Each physician prospectively recruited four consecutive consulting SAR patients over the age of 12 who were receiving, and had received at least one full prescription of, specified INS therapy and who agreed to participate in the research. Patients with a co-diagnosis of asthma or Chronic Obstructive Pulmonary Disease (COPD) were excluded. Two patients receiving FF [Avamys™], one patient receiving mometasone furoate (MF) [Nasonex™] and one patient receiving fluticasone propionate (FP) [Flixotide™] were recruited (in any order) by each physician. The survey was conducted as research in accordance with and defined by the European Pharmaceutical Market Research Association (EphMRA) code of conduct for international healthcare market research, so ethical approvals were not required. In line with EphMRA requirements, all participating patients provided informed consent. No tests or investigations were performed as part of this research, and to ensure compliance with data protection laws, all data were de-identified and aggregated prior to receipt by Adelphi Real World.

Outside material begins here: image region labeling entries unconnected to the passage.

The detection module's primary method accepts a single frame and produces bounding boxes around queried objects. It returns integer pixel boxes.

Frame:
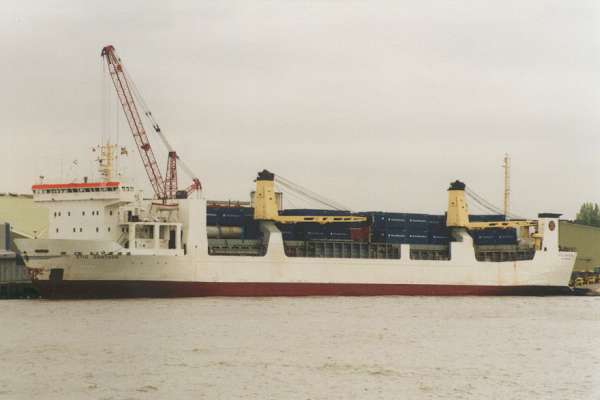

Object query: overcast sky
[0,0,600,217]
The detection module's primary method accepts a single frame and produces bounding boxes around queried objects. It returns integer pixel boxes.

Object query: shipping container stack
[277,208,360,241]
[363,212,450,245]
[469,214,517,246]
[206,206,517,245]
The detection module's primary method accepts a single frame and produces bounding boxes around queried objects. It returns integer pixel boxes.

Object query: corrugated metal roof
[0,193,48,237]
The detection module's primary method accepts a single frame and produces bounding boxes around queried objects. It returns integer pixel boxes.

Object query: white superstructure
[17,178,575,297]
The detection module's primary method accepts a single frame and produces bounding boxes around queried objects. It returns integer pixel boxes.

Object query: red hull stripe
[31,182,119,190]
[34,281,570,299]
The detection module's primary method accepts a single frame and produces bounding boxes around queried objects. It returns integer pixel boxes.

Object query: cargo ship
[15,46,576,298]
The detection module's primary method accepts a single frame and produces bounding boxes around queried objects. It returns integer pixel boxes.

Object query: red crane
[101,45,202,201]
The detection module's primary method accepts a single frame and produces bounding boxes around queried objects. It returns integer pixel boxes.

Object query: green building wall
[558,221,600,271]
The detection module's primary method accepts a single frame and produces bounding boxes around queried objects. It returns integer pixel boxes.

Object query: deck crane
[254,169,367,224]
[446,180,553,250]
[100,45,202,201]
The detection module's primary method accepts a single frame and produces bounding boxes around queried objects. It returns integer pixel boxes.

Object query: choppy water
[0,297,600,399]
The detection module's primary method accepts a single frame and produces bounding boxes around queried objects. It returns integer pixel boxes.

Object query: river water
[0,297,600,400]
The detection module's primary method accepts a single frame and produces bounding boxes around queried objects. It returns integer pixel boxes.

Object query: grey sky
[0,0,600,217]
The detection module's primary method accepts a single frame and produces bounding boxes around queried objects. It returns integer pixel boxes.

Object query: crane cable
[465,188,526,219]
[275,175,350,211]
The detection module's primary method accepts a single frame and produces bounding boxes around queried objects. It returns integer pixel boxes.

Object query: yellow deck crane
[446,180,543,250]
[254,169,367,224]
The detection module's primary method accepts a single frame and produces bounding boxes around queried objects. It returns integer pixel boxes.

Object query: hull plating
[34,280,570,299]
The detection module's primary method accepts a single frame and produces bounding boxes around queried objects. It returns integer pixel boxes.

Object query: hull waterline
[34,280,571,299]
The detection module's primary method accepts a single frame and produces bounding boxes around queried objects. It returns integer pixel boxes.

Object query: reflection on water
[0,297,600,399]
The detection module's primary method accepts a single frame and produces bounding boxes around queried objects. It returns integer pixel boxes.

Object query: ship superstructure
[17,166,575,298]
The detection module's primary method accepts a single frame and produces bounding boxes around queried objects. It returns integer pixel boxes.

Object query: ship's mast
[98,142,116,182]
[502,153,510,217]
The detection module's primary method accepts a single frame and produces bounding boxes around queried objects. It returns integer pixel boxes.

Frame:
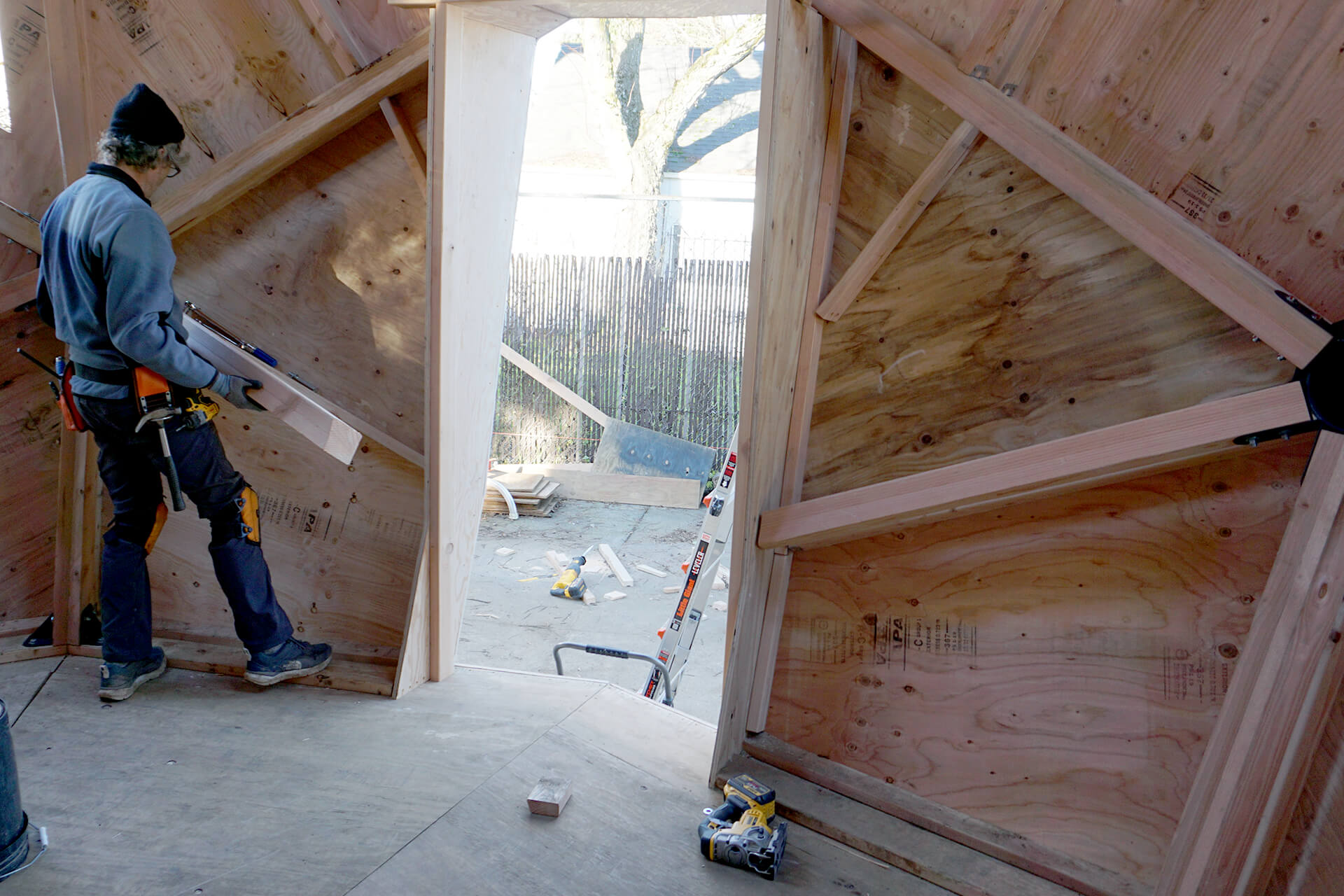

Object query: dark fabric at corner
[85,161,153,206]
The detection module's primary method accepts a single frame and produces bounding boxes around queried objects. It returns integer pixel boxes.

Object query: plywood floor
[0,657,924,896]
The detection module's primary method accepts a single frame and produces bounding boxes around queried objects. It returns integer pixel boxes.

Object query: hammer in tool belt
[136,367,187,510]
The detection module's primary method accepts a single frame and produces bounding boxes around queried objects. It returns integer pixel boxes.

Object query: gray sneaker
[98,648,168,701]
[244,638,332,688]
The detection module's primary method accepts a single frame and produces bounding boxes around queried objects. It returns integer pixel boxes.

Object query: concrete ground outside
[457,500,731,724]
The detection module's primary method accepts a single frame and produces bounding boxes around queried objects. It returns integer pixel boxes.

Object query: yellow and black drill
[551,544,596,601]
[700,775,789,880]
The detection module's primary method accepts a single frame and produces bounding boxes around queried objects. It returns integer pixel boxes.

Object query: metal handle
[159,422,187,512]
[551,640,672,706]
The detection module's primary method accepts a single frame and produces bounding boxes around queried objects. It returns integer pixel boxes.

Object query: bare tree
[582,16,764,257]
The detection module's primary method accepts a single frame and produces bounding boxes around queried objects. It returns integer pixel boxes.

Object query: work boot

Physicians recorded data relating to patient characteristics including demographics, disease classification as defined by the ARIA (Allergic Rhinitis and its Impact on Asthma) guidelines [22], symptoms, patient visits, INS treatment (including whether for ocular and/or nasal symptoms) and co-prescription. Physicians were asked to capture this information by ticking a pre-coded list. The provided information was based on the assessment by the physician whether this be from the most recent consultation or with recourse to patient notes.

Each patient was asked to complete a matched patient-completion forms independent from the physician on symptoms over the previous 4 weeks, and QoL and burden of illness questionnaires: mini-rhinoconjunctivitis Quality of Life Questionnaire (RQLQ), Pittsburgh Sleep Quality Index (PSQI), Work Productivity and Activity Impairment: Allergy Specific questionnaire plus Classroom Impairment Questions: Allergy Specific (WPAI+CIQ:AS). The number of work days lost, PCP or specialist visits due to AR, and over-the-counter (OTC) medicines used over the previous 4 weeks were also recorded.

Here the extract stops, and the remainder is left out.